Me compró un montón de juguetes masculinos
un día que me vio jugando con una muñeca de mi hermana. Aunque venía cansado
del trabajo se empeñaba en patear conmigo aquel balón de reglamento que trajo
para mí de la capital de la provincia. ¡La cantidad de cosas que hizo tratando
de corregir aquel «defecto» con el que yo había nacido!
Cuando cumplí 20 años les confesé a ambos
lo que era evidente: mi homosexualidad. Mi madre, que todavía abrigaba la
esperanza de que aquel pato se convirtiera en pollo, lloró como si me hubieran
diagnosticado un cáncer. Tuve que explicarle que nunca me iba a ver con ropa
femenina ni haciendo nada que pudiera avergonzarlos, que la única diferencia
con los demás de mi edad era que no me entusiasmaban las muchachas. Él ya había
asumido que lo mío no tenía cura.
Se supo que yo «andaba liado» con Felipe,
un colega de un pueblo cercano. Perdí los pocos amigos que me quedaban, fui objeto
de burlas y la situación se hizo insostenible. Lo pasé mal, pero estoy seguro
que mis padres lo pasaron peor. Cuando les dije que pensaba irme del pueblo, mi
madre volvió a los sollozos, pero a mi padre le pareció bien porque no tendría
que soportar a la pandilla de ignorantes de los que estábamos rodeados.

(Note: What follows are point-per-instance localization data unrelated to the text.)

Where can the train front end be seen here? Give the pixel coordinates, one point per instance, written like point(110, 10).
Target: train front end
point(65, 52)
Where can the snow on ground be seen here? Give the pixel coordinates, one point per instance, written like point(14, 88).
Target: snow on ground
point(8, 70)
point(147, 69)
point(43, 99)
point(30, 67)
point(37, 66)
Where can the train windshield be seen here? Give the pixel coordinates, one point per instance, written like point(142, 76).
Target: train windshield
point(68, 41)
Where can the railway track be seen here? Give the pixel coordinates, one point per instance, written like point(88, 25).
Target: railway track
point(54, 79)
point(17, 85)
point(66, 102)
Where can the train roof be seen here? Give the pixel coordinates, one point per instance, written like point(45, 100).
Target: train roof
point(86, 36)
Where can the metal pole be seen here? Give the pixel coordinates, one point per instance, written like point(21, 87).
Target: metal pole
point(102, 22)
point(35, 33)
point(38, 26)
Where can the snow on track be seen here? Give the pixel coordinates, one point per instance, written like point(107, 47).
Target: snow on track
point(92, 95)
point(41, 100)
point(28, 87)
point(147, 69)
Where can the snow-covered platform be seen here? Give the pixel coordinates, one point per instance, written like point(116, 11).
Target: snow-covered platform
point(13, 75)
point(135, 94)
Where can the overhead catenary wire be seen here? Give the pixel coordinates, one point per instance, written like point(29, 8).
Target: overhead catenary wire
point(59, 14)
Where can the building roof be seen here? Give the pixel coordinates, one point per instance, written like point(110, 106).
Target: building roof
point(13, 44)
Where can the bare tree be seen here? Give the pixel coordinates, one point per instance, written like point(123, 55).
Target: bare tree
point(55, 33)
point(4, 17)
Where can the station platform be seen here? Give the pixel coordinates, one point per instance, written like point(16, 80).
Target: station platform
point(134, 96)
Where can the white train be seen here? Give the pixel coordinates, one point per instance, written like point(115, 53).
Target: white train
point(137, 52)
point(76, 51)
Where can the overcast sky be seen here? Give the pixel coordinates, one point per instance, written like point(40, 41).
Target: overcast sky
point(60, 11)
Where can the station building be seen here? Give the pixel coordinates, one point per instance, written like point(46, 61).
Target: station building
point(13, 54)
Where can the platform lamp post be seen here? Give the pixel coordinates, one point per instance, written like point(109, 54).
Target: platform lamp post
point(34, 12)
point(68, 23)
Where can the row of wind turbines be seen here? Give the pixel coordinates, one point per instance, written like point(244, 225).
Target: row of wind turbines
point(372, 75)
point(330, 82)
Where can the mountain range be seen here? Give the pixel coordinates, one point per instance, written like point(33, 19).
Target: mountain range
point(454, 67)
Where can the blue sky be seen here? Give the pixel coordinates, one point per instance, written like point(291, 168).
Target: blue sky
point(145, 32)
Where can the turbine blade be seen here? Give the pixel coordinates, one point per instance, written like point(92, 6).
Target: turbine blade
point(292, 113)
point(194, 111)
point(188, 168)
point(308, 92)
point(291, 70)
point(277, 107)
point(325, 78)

Corrían
los años cincuenta y en la España franquista no faltaban los energúmenos que
hubieran querido repetir conmigo lo que le hicieron a García Lorca.
Australia necesitaba mano de obra y su gobierno
daba facilidades para los inmigrantes europeos. Felipe y yo abordamos un barco
que nos llevó donde nadie se avergonzara de nosotros y allí vivimos muchos años
exiliados de nuestras familias.
Luchamos sin descanso en aquel país hasta
que logramos una satisfactoria posición económica.
Mi madre murió sin comprender a su hijo.
Cuando hablábamos por teléfono siempre me preguntaba si me trataban bien y si
seguía «junto con ese muchacho». A mi padre le interesaba más saber dónde
vivía, en qué trabajaba y cosas así. Nunca dejé de comunicarme con él, desde
aquellos años en que las «conferencias telefónicas» eran carísimas hasta cuando
nos podíamos comunicar con más facilidad. Él siempre me asesoraba y hasta me
envió el dinero necesario para mi primer negocio. Incluso cuando la demencia
senil le impidió aconsejarme, cada vez que yo emprendía algún asunto pensaba
primero qué habría hecho él en mi lugar.
Fue la brújula que me impidió naufragar
durante toda mi vida y se lo había llevado un infarto antes de que pudiera
despedirme de él. Eso me producía una sensación de orfandad, de soledad, de
vacío… Era como si me hubieran arrancado el alma.
La oscuridad del cuarto fue piadosa con mi
dolor y me ayudó a dormir. Cuando me llamaron para cenar me di cuenta de que la
almohada estaba empapada con mis lágrimas.